А коллекция Дориа-Памфили веками собиралась усилиями и стараниями одной семьи. Благодаря этому, считал Аурелио, коллекция эта была наделена некой целостностью и неким общим замыслом, не обрывавшимся, словно золотая нить, на протяжении веков. Она, как бережно хранимый священный огонь, передавалась от одного поколения к другому. И даже в наши дни старинная семья, владевшая этими баснословными бесценными богатствами, все так же жила во дворце под одной крышей с собранными сокровищами. И в этом, по мнению Аурелио, заключалось особое очарование, позволявшее ощутить неразрывную связь времен — прошлого, настоящего и будущего.
На ступеньках перед входом он замешкался и, вроде как затягивая потуже шарф, украдкой глянул через плечо. Люди Галло даже не пытались скрывать, что следят за ним, — двое в машине припарковались там, где он вылез из такси, и теперь тоже шли к галерее. Что бы они там ни говорили, а чувствовал он себя как заключенный, а не как человек, которого хотят защитить. В душе махнув на них рукой, он взялся за ручку двери и потянул ее на себя.
— Buon giorno, professore, — поздоровался с ним обрадованный охранник.
Аурелио, как обычно, явился раньше — любил оставить себе немного времени, чтобы проверить зал и еще раз просмотреть свои записи. И вот что забавно — даже в преклонные годы, после стольких лет и прочитанных лекций, он по-прежнему так же волновался. Конечно, это был вопрос преподавательской репутации, вещи нежной и хрупкой, как тончайший фарфор, способной разбиться в один неловкий момент после долгих лет бережного хранения. И тогда, даже если вы соберете осколки и склеите их, трещины все равно будут видны.
— Много народу сегодня будет?
— Толкование археологических находок, обнаруженных при раскопках этрусского мостового сооружения в Сан-Джовенале, — проговорил Аурелио, дословно передавая название своей лекции.
— Иными словами, придется мне, как обычно, выгонять людей силком! — Охранник расхохотался над собственной шуткой вслед удаляющемуся профессору.
Единственной вещью, не нравившейся здесь Аурелио, был лифт — допотопный, страшно трясущийся и грохочущий гроб, вызывавший у него прилив клаустрофобии, какой он ни разу не испытывал за долгие годы археологических раскопок. Да ладно, всего-то один этаж, подумал он, пока кабина, беспрестанно дергаясь, поднималась наверх. К тому же выбора у него все равно нет.
Выйдя из лифта, он прошел через Пуссеновский и Бархатный залы в Бальный зал, где уже были расставлены две деревянные скамьи с позолотой и красные бархатные стулья. Достаточно, чтобы рассадить человек пятьдесят, подумал он про себя с улыбкой. Будем надеяться, что публика окажется приличной.
— Вы один?
Он обернулся и увидел на пороге мужчину, который на его глазах закрыл за собой дверь и повернул в замке ключ.
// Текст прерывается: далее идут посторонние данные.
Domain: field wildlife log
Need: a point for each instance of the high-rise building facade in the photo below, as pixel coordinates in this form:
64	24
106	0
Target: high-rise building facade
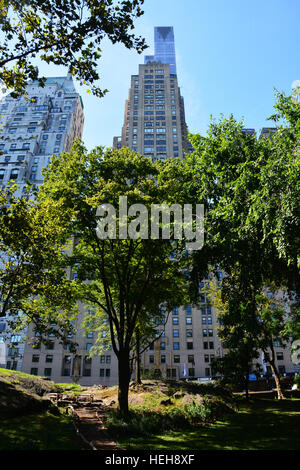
35	128
154	121
154	126
31	131
164	47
— Лекция начнется только в одиннадцать, — ответил он, насторожившись.
— Ты один, Аурелио?
На пороге примыкающего танцевального зальчика стояла женщина с каменным выражением лица.
Глава 43
Галерея Дориа-Памфили, Рим, 19 марта, 10:57
— Аллегра?! — воскликнул Аурелио. — Это ты? Что ты с собой сделала?
— Сколько их там? — сурово пробасил Том по-итальянски.
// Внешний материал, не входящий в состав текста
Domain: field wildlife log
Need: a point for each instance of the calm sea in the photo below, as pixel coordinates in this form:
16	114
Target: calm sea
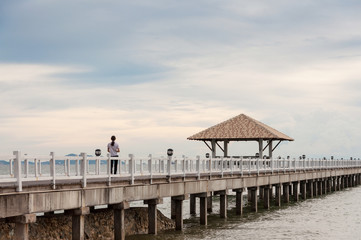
333	216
— Чего сколько? — Аурелио торопливо перевел взгляд на мужчину.
— Сколько человек пасли вас до этого места?
— Двое, — растерянно пробормотал Аурелио. — По-моему, двое. Люди Галло. Они следят за мной с тех пор, как…
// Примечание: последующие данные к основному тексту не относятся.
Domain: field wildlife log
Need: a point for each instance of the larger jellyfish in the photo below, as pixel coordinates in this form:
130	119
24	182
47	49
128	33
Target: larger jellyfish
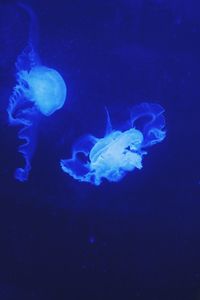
39	90
119	151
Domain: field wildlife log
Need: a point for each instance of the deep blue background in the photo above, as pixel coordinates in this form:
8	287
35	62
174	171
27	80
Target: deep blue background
139	238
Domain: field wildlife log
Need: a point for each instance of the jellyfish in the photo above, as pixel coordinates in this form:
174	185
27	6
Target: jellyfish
119	151
39	91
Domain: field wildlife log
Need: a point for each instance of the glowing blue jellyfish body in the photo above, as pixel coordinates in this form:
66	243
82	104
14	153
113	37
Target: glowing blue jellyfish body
119	152
39	91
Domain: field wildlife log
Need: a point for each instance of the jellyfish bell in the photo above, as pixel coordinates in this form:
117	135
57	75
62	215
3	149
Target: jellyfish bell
47	89
118	152
39	90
— С тех пор, как ты предал меня. Да? — процедила сквозь зубы Аллегра. Странное дело, но со вчерашнего дня она испытывала к Аурелио неоднозначные чувства: и грусть, и смятение, и нежелание поверить в то, что он совершил, — но сейчас как-то сама собой на первый план выступила злость.
— У нас нет на это времени, — напомнил ей Том, запирая на задвижку дверь в соседний зал. — Просто покажи ему это.
— Прости, Аллегра, прости!.. — бормотал Аурелио, умоляюще протягивая к ней руки. — Мне следовало рассказать тебе. Давно следовало рассказать тебе все.